Some years after I became a Catholic, I joined Mother Teresa's
congregation, the Missionaries of Charity. I was one of her sisters
for nine and a half years, living in the Bronx, Rome, and San
Franciso, until I became disillusioned and left in May 1989. As I
reentered the world, I slowly began to unravel the tangle of lies in
which I had lived. I wondered how I could have believed them for so
long.
Three of Mother Teresa's teachings that are fundamental to her
religious congregation are all the more dangerous because they are
believed so sincerely by her sisters. Most basic is the belief that
as long as a sister obeys she is doing God's will. Another is the
belief that the sisters have leverage over God by choosing to suffer.
Their suffering makes God very happy. He then dispenses more graces
to humanity. The third is the belief that any attachment to human
beings, even the poor being served, supposedly interferes with love of
God and must be vigilantly avoided or immediately uprooted. The
efforts to prevent any attachments cause continual chaos and
confusion, movement and change in the congregation. Mother Teresa did
not invent these beliefs - they were prevalent in religious
congregations before Vatican II - but she did everything in her power
(which was great) to enforce them.
Once a sister has accepted these fallacies she will do almost
anything. She can allow her health to be destroyed, neglect those she
vowed to serve, and switch off her feelings and independent thought.
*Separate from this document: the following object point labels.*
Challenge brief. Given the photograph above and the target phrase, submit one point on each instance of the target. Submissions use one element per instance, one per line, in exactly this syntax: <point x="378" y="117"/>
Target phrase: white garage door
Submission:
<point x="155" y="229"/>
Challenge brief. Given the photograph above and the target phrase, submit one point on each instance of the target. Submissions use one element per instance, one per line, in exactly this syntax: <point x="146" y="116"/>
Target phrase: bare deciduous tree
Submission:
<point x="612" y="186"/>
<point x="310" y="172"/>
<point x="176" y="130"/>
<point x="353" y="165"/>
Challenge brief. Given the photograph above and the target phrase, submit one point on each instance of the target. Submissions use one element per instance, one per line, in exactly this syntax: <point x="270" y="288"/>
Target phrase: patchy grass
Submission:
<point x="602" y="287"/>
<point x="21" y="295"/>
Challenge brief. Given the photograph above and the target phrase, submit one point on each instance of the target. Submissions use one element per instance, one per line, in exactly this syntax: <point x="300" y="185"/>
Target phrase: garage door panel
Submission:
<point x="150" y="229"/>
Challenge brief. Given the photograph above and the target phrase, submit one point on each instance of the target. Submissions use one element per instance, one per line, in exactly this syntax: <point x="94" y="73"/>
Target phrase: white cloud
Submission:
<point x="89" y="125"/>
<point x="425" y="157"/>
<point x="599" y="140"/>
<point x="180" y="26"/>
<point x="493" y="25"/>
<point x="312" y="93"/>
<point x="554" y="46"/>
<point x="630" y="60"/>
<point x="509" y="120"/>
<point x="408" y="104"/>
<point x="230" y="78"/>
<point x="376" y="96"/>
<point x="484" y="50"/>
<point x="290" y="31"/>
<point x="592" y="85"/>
She can turn a blind eye to suffering, inform on her fellow sisters,
tell lies with ease, and ignore public laws and regulations.
Women from many nations joined Mother Teresa in the expectation that
they would help the poor and come closer to God themselves. When I
left, there were more than 3,000 sisters in approximately 400 houses
scattered throughout the world. Many of these sisters who trusted
Mother Teresa to guide them have become broken people. In the face of
overwhelming evidence, some of them have finally admitted that their
trust has been betrayed, that God could not possibly be giving the
orders they hear. It is difficult for them to decide to leave - their
self-confidence has been destroyed, and they have no education beyond
what they brought with them when they joined. I was one of the lucky
ones who mustered enough courage to walk away.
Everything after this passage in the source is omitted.